Corria 2008 quando dois amigos de adolescência decidiram fazer um projecto juntos: tanto um quanto outro já tinham bandas, tanto um quanto outro tocavam bateria. Para esse primeiro encontro, decidiram convidar outros amigos como “público”, fazendo desse primeiro ensaio uma espécie de showcase. Passaram quase 10 anos, a formação dos PAUS mudou e as aspirações originais foram completamente superadas. Hoje, os PAUS são muito mais do que a banda da bateria siamesa – são uma verdadeira instituição do ritmo. Comandam o caos como poucos e soltam-se de constrangimentos de forma rara. Estão “aqui” mas não pertencem a parte alguma. É essa a sua magia.

 

No início, eram duas baterias.

 

“O primeiro ensaio de todos foi assistido mas não existia PAUS, ainda”, recorda Hélio Morais. “Fui eu e o Quim [Albergaria]; na altura, convidei o Makoto [Yagyu] e o Shela (que seriam os PAUS, o início dos PAUS)”. Esse primeiro encontro – que, assumem, até correu bem – dá-se numa exposição de Mariana Dias da Cunha, em Outubro de 2008. Porém, só seis meses mais tarde é que o quarteto se volta a reunir. “Começámos mesmo à séria em 2009”, lembra Hélio, quando compõem, de uma lufada só, a primeira canção, “Pulso”. “Fizemos essa canção, acho, em Maio de 2009. Gostámos e pensámos “vamos marcar mais uns dias”, para ver se corre bem, se corre tão bem – porque fizemos aquela música só num dia. Pensámos “se calhar, marcamos mais três dias para ver se fazemos mais três músicas” – aliás, marcámos mais quatro dias para ver se fazíamos mais quatro músicas e ficávamos com um EP. Mas o estúdio também já tinha uma agenda algo preenchida e não deu para ser logo a seguir: quando tivemos oportunidade gravámos. Gostámos e pensámos “temos que pôr isto a mexer, temos que encontrar uma editora” e essas coisas todas”. Assim nasce “É Uma Água”. “Na altura, eu estava a trabalhar na Enchufada [a editora de Kalaf e Branko, dos Buraka Som Sistema], propus-lhes o EP”, confessa Hélio. “Eles acharam piada e saiu em Junho ou Julho de 2010 – porque ainda demorámos um bocadinho a gravar”.

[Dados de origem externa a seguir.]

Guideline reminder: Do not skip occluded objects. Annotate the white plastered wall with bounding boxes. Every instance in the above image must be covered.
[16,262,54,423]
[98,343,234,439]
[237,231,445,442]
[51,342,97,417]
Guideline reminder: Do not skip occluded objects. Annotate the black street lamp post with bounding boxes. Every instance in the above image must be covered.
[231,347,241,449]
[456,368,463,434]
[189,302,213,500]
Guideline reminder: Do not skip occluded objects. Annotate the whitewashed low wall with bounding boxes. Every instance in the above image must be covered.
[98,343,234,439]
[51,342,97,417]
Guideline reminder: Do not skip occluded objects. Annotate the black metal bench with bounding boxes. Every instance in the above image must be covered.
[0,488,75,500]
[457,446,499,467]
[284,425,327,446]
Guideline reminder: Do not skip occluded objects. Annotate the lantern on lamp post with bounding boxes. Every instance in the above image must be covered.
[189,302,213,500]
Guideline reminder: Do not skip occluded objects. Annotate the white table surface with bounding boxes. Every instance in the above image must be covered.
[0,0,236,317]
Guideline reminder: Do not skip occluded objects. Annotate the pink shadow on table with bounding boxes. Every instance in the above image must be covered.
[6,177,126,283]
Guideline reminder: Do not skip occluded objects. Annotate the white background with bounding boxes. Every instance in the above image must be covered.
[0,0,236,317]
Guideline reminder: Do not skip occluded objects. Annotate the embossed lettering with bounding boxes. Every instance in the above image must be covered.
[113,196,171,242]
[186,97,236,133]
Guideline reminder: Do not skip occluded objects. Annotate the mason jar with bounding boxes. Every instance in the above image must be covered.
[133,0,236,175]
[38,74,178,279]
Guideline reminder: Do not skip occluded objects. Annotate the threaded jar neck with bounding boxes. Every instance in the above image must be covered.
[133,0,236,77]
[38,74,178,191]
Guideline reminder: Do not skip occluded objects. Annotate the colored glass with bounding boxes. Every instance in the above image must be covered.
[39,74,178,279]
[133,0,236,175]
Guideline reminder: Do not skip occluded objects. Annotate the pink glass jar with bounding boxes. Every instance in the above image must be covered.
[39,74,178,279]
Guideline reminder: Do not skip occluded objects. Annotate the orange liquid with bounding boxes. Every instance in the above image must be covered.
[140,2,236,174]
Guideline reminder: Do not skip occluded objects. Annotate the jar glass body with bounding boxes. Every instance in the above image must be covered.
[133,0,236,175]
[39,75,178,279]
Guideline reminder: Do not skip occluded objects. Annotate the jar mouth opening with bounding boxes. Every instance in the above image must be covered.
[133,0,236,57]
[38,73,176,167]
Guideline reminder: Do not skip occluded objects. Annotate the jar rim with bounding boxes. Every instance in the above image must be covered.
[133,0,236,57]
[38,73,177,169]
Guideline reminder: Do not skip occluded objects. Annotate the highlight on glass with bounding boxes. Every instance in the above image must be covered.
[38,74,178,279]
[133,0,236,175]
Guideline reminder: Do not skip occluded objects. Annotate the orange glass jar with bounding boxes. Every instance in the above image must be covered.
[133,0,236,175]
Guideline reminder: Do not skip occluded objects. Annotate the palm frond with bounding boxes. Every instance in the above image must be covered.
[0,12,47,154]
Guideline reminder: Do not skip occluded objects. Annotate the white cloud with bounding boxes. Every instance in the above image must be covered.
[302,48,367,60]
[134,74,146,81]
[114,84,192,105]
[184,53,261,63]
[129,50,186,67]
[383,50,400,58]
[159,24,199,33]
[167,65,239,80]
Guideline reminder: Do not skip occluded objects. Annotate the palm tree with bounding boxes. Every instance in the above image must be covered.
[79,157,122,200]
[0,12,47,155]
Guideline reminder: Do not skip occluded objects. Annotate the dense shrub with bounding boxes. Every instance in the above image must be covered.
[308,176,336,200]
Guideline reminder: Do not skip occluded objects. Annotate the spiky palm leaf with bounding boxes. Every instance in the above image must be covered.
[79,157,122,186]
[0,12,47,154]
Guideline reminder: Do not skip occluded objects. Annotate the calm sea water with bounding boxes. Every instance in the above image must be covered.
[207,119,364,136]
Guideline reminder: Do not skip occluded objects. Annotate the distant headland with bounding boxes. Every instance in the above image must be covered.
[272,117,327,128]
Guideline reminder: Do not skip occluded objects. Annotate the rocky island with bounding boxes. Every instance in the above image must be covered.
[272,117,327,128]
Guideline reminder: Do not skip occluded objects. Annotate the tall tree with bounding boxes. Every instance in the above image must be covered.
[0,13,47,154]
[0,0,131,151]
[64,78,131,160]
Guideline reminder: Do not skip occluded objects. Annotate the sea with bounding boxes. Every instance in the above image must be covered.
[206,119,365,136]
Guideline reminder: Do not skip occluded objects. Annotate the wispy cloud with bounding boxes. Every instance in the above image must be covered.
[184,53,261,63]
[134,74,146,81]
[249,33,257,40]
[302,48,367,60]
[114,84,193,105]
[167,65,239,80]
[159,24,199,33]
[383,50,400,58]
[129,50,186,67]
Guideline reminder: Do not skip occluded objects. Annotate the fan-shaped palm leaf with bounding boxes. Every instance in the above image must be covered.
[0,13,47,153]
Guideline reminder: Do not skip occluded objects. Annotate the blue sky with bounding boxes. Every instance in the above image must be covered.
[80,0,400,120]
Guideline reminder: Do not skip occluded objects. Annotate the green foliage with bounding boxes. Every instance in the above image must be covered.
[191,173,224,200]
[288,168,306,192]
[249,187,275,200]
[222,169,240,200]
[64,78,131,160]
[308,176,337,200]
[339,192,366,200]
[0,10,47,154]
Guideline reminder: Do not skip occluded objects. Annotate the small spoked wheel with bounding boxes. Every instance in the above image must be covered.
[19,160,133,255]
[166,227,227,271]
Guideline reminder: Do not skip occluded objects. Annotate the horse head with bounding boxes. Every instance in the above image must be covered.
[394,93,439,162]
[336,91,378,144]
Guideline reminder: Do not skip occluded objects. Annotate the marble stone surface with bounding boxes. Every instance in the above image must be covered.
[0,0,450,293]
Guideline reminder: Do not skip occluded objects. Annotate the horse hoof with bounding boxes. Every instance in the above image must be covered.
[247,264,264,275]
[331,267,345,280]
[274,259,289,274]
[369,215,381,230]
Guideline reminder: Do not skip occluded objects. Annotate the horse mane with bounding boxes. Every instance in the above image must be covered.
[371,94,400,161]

“Aquilo nasceu da minha vontade e do Quim de fazermos uma coisa juntos”, continua Hélio. “O Quim era mais conhecido como vocalista de Vicious Five mas ele já tocava bateria, antes até de ser vocalista. Ele era o baterista de Vicious Five, no EP [anterior ao álbum The Electric Chants of the Disenchanted, de 2004]: quer dizer, no EP, ele acaba por gravar a bateria e a voz porque o vocalista saiu e ele acabou por gravar as vozes porque já estavam em estúdio. E eu, pronto, eu era mais conhecido por ser baterista mas também já tinha estado em bandas onde cantava. Nunca tínhamos tido uma banda juntos: já nos conhecíamos desde os 17 anos e nunca tínhamos tido uma banda juntos – então, passámos um bocadinho mais de tempo a falar os dois e decidimos fazer uma banda juntos. Só que queríamos os dois tocar bateria e cantar. A premissa é que eu tocava bateria um bocadinho melhor do que ele e ele cantava um bocadinho melhor do que eu. E pronto, parecia que ficava equilibrado”. Mas quem eram, afinal, estes quatro músicos que completavam o colectivo PAUS? Era uma espécie de super-banda, que reunia elementos vindos dos Vicious Five, Linda Martini, Riding Pânico e If Lucy Fell. No entanto, as heranças do hardcore e do punk não se deixam evidentes nesta nova aventura – marcada, antes de mais nada e acima de tudo, pela imponência do ritmo. Nem poderia ser de outra forma: os PAUS reúnem duas baterias a um baixo e um teclado.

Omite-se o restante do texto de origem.